Side note: in python, range(n) will iterate 0 -> n-1, so you shouldn't need the 2nd conditional in the and statement to terminate the loop. Instead you could do range(n-1), for example

Answer 6

Use list comprehensions to partition the list into 2 lists, then concatenate them in the desired order:

orig_lst = [0, 1, 0, 3, 12]
lst_non0 = [x for x in orig_lst if x != 0 ]
lst_0    = [x for x in orig_lst if x == 0 ]
lst_0s_at_end = lst_non0 + lst_0
print(lst_0s_at_end)
# [1, 3, 12, 0, 0]

You can also achieve the same result by changing the original list in-place:

orig_lst = [0, 1, 0, 3, 12]
orig_lst = [x for x in orig_lst if x != 0 ] + [x for x in orig_lst if x == 0 ]

Answer 7

One could just remove the zeros, while at the same time counting them, and later append to the remaining of the original list how many zeros as we previously removed...

>>> help(list.remove)
Help on method_descriptor:

remove(self, value, /)
    Remove first occurrence of value.
    
    Raises ValueError if the value is not present.
>>> import random
>>> c, l = 0, [random.randint(0, 10) for _ in range(100)]
>>> while True:
...     try:
...         l.remove(0)
...         c += 1
...     except ValueError:
...          break
>>> l += [0]*c

Answer 8

The idea is to remove all the occurrences of zeros in the list using remove function and maintain a count variable to count the number of occurrences of zero and at the end append zero "count" many times.I hope this is efficient solution for your problem.Please find the code for the same:

lis = [1,2,0,5,6,0,6,0,7]
count = 0
for i in lis:
   if(i==0):
      lis.remove(i)
      count = count+1
for i in range(count):
   lis.append(0)
print(lis)

Answer 9

The array can be sorted using the sorted function of python keeping reversed as True. the second method is also given there.

# one way
array42 = [0, 5, 2,0,0,5,2,7,0,2,3]
print(sorted(array42))


# second way
index = len(array42)-1
for i in range(len(array42)-1,-1,-1):
    if array42[i]!=0:
        array42[index]=array42[i]
        index -= 1

for i in range(index,-1,-1):
    array42[index]=0
    index -= 1
print(array42)

Answer 10

Another way to approach this problem: (working backward - it also can be applied to general case when iterating and processing, normally it's NOT recommended). Time wise comparison - @gboffi is better O(log N), and this one is O(N).

def moveZeros(A):
    for i in range(len(A)-1, -1, -1):
        if not A[i]:       # num. is 0
           del A[i]
           append(0)
      

Answer 11

This question has enough answers, I'm not sure why I feel compelled to add yet another, but I am. My solution is fundamentally equivalent to @Cabu's, based on the realization that you don't need to store those 0's you're moving, since they're all the same. Instead, you can overwrite them as you loop once over the array, and write the correct number of zeros at the end.

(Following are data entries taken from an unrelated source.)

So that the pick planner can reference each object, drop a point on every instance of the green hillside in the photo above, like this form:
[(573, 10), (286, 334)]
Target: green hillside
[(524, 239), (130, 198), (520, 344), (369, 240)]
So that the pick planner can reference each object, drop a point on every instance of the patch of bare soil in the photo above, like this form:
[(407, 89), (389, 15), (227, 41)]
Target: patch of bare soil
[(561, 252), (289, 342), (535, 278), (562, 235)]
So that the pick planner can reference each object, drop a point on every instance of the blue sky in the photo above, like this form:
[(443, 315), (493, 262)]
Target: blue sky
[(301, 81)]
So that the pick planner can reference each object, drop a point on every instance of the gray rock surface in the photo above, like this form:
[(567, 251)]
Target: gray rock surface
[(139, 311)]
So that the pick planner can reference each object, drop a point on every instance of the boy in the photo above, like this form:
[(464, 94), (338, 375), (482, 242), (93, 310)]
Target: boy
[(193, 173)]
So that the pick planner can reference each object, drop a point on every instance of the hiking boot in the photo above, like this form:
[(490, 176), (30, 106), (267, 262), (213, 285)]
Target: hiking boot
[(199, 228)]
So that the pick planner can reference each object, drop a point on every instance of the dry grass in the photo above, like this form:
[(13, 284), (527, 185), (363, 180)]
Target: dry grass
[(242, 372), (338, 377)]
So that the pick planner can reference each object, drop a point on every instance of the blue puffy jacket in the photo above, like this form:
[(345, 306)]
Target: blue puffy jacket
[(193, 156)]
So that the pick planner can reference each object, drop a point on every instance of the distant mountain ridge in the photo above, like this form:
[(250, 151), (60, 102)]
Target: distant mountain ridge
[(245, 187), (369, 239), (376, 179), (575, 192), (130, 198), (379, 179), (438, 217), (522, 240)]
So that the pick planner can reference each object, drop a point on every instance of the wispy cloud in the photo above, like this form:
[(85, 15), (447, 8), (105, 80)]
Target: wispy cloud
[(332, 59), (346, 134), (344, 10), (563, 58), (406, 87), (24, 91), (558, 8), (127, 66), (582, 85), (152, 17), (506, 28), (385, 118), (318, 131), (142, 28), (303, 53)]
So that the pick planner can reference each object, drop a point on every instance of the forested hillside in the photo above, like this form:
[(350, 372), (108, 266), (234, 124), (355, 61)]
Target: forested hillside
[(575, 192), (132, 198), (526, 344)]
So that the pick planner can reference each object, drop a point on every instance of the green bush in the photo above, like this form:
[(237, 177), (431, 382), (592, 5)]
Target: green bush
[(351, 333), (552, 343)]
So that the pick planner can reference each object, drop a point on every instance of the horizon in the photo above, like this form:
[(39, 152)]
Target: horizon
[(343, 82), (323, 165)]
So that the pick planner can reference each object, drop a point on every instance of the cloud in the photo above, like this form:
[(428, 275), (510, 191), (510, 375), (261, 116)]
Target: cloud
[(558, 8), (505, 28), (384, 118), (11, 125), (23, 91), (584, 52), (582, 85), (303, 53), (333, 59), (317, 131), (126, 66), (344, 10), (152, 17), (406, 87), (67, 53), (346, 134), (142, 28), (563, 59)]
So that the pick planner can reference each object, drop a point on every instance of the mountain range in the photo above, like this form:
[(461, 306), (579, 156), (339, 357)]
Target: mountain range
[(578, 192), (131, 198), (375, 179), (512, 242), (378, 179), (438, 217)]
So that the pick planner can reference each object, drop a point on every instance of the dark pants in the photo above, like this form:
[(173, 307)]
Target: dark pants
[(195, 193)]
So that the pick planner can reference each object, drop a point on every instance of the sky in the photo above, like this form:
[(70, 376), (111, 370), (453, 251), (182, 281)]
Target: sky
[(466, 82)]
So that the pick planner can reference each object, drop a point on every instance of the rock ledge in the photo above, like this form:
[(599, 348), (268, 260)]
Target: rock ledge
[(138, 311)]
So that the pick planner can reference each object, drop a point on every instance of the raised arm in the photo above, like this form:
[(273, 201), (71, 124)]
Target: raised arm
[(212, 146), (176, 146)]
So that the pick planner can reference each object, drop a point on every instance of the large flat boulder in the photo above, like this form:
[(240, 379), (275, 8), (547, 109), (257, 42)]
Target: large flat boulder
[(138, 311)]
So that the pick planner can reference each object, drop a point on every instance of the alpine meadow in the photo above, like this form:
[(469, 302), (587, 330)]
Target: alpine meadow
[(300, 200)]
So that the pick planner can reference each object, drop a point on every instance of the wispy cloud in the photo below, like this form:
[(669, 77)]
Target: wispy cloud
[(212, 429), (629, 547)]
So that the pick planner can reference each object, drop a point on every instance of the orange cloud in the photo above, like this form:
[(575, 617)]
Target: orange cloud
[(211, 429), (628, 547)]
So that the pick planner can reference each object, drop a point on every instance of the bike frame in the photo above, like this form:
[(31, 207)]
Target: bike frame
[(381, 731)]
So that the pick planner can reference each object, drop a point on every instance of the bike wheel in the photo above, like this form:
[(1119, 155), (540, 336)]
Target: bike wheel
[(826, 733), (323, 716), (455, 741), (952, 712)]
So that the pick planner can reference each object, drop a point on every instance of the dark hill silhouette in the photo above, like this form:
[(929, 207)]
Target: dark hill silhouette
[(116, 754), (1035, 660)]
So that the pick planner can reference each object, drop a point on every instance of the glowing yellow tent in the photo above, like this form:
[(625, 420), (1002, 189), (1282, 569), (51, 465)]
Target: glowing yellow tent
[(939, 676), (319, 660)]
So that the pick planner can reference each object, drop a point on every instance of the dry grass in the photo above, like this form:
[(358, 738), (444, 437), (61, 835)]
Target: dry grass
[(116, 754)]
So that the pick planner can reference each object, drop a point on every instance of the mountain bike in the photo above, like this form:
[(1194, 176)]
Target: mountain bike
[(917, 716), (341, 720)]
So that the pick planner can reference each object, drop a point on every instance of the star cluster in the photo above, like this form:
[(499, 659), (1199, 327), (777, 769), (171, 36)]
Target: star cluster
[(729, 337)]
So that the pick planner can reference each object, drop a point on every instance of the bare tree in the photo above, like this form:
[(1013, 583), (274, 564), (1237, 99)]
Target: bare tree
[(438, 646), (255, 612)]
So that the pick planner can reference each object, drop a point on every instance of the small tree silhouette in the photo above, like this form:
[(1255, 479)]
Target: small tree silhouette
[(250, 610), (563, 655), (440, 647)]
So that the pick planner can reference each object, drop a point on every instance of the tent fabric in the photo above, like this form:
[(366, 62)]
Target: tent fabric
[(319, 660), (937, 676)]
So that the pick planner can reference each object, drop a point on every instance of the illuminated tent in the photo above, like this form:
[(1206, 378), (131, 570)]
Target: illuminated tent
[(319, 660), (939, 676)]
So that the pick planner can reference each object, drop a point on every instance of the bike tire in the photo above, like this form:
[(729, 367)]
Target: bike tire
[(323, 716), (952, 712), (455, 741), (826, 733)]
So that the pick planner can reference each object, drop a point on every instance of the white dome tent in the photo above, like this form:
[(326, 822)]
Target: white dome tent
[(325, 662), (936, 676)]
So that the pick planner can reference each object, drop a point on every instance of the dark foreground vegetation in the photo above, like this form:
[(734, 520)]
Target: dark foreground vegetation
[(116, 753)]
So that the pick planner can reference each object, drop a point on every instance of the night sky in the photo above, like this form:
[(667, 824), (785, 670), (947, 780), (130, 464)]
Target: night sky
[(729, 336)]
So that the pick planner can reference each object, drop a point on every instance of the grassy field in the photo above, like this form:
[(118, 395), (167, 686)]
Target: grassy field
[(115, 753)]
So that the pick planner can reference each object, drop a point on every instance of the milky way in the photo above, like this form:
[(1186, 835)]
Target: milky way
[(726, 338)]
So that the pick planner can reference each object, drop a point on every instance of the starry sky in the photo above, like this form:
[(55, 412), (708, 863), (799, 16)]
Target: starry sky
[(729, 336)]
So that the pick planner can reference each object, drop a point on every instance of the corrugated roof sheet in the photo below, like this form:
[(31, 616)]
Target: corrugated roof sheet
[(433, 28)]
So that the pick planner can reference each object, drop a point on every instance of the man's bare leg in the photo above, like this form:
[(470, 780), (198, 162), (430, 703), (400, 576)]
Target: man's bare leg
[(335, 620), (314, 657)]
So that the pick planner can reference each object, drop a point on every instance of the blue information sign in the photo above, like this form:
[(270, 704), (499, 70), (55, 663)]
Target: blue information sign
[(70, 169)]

def moveZeroes(nums) -> None:
    pos = 0  # keep track of where to place the next non-zero value
    for num in nums:
        if num != 0:
            nums[pos] = num
            pos += 1
    for i in range(pos, len(nums)):
        nums[i] = 0

I'm posting this additional solution because

• I prefer minimizing the use of indices: use for num in nums: instead of for i in range(n):.
• I'm avoiding creating a temporary list of 0's with my second loop.

So this solution might be (untested claim, but at least trivially) more efficient: this code runs in linear time and requires no additional storage.

All that being said, if the "zero" values had to be preserved because they were different in some way, my preferred solution would be the two pointer algorithm presented by @Soumya. It also runs in linear time and avoids any temporary storage. It shuffles those zeros, though, so if the order of the zeros was to matter, it wouldn't work as is.